July 11, 2005
Cell Phone Links Disabled in New York Tunnels
NEW YORK (Reuters) -- Cellular phone service has been shut off in four busy New York commuter tunnels since last week's deadly blasts in London, officials said on Monday.
No specific reason was given for the move but cell phones have been used to trigger bombs in the past.
The move came immediately after the bombings in London on Thursday, said a spokesman for the Port Authority of New York and New Jersey, which oversees operation of the Lincoln and Holland tunnels.
New York has remained on high alert for another attack following the Sept. 11, 2001, hijacked plane attacks, which destroyed the World Trade Center's twin towers.
In March 2004 bombs in Madrid that killed 191 people on trains were fitted to mobile phones, using the alarms as timers. Police in London have said they believe the subway bombs there were detonated by timers.
"Following the bombings in London, as a security precaution, the Port Authority required that cell phone service be suspended inside the Lincoln and Holland tunnels," said Tony Ciavolella, a Port Authority spokesman. "This was an initiative we put into place for the safety and security of the public."
The service will be disabled until further notice, Ciavolella said.
A spokesman for the New York Police Department said officials would weigh the benefits of disabled service against allowing cell phone service in the tunnels so the public could report suspicious packages or individuals.
Verizon Wireless spokesman Jeffrey Nelson said the Port Authority and the Metropolitan Transportation Authority had advised Verizon Wireless that they had discontinued cell phone service in the tunnels. Verizon Wireless is a venture of Verizon Communications and Vodafone, the country's second biggest mobile service.

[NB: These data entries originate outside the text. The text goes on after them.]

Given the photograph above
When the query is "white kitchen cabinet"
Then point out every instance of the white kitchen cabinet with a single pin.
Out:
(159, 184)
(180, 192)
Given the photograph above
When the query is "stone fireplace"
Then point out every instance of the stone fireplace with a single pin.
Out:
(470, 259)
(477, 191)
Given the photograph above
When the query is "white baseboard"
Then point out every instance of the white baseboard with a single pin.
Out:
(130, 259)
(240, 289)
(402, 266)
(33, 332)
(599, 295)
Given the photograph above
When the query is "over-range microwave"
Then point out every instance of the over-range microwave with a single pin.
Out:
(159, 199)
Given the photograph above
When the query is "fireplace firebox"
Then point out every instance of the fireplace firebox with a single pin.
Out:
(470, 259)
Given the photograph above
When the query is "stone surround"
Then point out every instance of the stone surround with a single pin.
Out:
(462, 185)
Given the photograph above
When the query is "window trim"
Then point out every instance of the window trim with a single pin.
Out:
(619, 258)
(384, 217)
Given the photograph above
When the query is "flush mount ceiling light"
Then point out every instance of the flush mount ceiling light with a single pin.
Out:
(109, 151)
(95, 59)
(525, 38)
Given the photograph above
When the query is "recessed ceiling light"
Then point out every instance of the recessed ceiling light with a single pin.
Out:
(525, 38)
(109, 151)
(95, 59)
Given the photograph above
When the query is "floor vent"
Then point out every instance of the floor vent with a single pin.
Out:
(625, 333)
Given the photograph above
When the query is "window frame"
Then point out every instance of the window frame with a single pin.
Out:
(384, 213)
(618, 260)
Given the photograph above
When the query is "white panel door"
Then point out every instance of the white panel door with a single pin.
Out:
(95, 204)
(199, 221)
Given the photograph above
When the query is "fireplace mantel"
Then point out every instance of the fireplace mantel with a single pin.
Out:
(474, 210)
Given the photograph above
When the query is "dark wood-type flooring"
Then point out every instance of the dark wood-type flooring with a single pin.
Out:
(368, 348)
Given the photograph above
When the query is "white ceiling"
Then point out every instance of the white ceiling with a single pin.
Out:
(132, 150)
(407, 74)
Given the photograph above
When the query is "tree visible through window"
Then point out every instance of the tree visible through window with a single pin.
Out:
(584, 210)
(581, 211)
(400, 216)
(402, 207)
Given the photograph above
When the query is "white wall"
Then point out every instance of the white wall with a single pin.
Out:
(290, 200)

Nelson said Verizon Wireless hoped service in the tunnels would be restored as quickly as possible and said he was not aware of any other U.S. cities taking similar actions.
"There's lots of different ways to use the cell phone as a trigger device," said Ken Dulaney, a wireless analyst for technology market research firm Gartner Inc.
But he added: "If you stop a cell phone, there are myriad other ways to trigger bombs."